Although the facts in Fairstar – v – Adkins are unusual, the problem was a familiar one. Mr Adkins was the former CEO of Fairstar. He had all his emails relating to the business on his own laptop. Because Mr Adkins was actually employed by a service company in Jersey who made his services available to Fairstar, he was not an employee of Fairstar’s. A consequence of this arrangement was that emails addressed to him at Fairstar were forwarded to his private email address (and then deleted from Fairstar’s server).  When he replied to emails, Mr Adkins did not copy them to Fairstar.

When a problem arose in relation to a very high value contract, Fairstar therefore found itself without the relevant emails and, already being in dispute with Mr Adkins, perhaps not unusually, he refused to hand them over.
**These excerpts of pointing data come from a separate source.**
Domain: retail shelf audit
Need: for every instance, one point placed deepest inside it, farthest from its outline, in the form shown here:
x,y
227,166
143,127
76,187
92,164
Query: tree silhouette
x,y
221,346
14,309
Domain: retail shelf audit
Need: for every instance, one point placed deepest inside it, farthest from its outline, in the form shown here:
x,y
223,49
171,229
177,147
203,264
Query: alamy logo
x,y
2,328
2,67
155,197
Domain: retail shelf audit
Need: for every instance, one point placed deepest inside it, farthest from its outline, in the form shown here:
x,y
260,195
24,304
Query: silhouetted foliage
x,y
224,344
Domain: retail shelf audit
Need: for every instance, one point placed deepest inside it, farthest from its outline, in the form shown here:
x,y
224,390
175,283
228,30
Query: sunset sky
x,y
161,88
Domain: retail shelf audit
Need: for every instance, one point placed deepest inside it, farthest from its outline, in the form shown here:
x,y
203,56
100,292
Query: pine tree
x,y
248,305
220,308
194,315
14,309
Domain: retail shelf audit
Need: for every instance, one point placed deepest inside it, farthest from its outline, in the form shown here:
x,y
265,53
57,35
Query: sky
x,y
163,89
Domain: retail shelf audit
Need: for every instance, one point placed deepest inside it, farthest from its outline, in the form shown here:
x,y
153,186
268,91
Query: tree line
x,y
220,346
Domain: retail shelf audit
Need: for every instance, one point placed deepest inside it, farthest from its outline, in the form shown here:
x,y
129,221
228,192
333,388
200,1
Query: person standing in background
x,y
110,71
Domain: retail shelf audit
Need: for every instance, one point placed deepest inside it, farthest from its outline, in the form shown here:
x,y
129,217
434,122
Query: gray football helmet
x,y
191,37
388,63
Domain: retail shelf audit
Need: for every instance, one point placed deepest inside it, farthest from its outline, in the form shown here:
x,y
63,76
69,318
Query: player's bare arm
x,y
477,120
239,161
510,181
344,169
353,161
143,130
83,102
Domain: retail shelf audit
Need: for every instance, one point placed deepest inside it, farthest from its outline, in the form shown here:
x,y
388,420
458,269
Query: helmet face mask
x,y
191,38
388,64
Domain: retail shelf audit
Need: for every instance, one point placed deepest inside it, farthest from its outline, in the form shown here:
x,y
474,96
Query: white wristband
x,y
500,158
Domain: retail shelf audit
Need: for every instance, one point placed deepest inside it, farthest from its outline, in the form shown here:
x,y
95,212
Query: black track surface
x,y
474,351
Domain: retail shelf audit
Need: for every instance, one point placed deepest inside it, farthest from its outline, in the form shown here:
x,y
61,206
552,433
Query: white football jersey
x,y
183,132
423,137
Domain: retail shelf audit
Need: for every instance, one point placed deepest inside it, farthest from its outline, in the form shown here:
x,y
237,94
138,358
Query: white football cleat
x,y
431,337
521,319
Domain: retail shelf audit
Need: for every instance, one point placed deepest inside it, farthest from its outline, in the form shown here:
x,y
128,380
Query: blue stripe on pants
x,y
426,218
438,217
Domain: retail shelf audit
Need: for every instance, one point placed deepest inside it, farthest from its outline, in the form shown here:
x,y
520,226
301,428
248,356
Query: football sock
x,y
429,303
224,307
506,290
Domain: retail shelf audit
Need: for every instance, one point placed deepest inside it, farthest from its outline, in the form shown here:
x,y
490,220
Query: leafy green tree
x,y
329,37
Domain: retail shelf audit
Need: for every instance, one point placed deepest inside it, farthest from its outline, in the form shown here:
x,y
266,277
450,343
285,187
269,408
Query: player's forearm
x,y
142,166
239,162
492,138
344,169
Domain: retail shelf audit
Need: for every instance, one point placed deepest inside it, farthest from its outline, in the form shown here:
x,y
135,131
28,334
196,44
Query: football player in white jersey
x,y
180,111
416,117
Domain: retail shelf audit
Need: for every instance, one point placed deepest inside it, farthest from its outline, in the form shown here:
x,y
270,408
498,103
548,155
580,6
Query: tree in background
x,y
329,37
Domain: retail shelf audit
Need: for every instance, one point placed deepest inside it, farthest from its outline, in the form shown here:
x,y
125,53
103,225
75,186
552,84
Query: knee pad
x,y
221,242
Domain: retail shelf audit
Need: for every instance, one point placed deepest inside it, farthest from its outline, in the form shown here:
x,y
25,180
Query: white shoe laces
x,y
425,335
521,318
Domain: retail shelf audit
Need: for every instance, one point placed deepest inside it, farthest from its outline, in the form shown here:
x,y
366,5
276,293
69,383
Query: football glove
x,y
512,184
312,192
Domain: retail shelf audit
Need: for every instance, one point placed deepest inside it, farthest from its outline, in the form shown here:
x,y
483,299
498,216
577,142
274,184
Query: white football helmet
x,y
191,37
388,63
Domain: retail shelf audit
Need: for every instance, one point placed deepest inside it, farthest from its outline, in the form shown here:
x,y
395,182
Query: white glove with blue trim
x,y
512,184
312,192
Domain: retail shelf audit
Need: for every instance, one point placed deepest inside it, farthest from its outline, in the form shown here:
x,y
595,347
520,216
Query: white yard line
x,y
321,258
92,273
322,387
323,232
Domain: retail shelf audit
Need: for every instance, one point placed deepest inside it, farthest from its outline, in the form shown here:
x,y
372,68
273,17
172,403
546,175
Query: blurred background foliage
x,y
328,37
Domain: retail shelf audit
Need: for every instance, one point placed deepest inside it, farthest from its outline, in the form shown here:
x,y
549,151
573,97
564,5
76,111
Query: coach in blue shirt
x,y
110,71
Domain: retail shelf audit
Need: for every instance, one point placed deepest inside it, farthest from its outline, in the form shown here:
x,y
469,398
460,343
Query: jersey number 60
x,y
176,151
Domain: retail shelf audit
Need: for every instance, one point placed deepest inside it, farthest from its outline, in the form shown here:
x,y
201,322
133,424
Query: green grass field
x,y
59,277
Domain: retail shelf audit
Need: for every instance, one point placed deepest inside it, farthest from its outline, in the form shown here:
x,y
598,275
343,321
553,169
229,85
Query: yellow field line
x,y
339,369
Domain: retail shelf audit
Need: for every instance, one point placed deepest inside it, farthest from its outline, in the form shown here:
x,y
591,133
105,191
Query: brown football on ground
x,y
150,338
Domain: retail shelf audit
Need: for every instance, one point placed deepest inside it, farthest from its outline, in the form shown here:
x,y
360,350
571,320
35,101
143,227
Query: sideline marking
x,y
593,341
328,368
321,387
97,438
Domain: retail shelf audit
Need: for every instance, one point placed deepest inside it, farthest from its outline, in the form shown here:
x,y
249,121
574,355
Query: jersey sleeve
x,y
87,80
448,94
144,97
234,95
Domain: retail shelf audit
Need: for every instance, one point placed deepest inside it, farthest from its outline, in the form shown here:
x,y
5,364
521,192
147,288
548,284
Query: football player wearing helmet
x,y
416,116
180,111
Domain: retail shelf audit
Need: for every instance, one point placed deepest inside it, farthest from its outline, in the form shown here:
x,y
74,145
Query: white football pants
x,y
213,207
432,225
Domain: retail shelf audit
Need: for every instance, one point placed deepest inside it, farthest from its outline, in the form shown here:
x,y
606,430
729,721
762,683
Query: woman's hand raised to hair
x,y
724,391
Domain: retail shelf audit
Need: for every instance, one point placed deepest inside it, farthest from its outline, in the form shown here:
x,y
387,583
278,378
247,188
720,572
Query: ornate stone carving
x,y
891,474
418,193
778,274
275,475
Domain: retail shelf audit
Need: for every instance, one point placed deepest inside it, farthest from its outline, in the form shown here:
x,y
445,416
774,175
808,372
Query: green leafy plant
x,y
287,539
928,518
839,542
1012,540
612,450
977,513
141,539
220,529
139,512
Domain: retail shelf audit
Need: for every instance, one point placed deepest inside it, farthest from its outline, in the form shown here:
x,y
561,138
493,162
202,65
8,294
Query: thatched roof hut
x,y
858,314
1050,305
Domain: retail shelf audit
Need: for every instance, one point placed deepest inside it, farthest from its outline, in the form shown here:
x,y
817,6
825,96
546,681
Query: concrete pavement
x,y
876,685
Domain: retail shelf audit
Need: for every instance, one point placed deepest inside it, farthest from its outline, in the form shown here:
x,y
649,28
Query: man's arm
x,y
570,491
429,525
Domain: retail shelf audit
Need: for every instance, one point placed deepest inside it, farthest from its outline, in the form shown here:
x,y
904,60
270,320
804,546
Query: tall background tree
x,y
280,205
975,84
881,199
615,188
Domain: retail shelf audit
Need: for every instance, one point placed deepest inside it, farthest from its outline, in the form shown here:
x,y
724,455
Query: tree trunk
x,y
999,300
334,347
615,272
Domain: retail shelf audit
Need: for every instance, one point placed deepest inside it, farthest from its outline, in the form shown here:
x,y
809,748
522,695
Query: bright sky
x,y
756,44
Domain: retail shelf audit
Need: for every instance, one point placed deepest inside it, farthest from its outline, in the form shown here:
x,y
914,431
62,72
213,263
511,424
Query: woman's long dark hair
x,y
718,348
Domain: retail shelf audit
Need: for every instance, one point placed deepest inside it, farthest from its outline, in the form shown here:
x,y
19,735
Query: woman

We see this problem time and again when directors leave a company. Usually there will be email policies and provisions in employment contracts which protect the company’s position, but here there were none.

The answer to the question is pretty simple. In his role as CEO, Mr Adkins was acting as an agent for the company. It is well established that at the end of an agency relationship the principal is entitled to production of documents relating to its affairs. Emails are documents (surely beyond debate?) and – wait for it – therefore emails must be produced to the principal just like paper documents, as has been the case since 1851, if not before. The Court of Appeal therefore ordered him to produce the emails to Fairstar.

Perhaps the unusual facts caused a degree of confusion in the Court, or maybe it was the strangely unsettling nature of email. Anyway, when it first came before the High Court, since no claim was made for breach of copyright or misuse of confidential information, or under a contract of employment, the lawyers for both sides and the Judge backed themselves into the corner of having to decide whether Fairstar had a proprietary claim to the content of the emails. Fairstar argued for some kind of property right in the contents (even though it was not contended that they contained intellectual property) whereas Mr Adkins said that information was not property and the claim was fundamentally misconceived. The Court of Appeal side stepped this debate by following the agency route and applying it to electronic documents.  It ducked the question of whether non confidential information in an email could be property or who would own its contents.

There was just a hint though that this issue might be revisited another day, presumably when another case based on unusual facts arises, when the Court of Appeal said: “It would be unwise… for this court to endorse the proposition that there can never be property in information without knowing more about the nature of the information in dispute and the circumstances in which a property right was being asserted.”

For today, the message is clear. Companies and employers should make sure that anyone with access to their email systems is subject to clear email confidentiality and data protection policies and terms of use.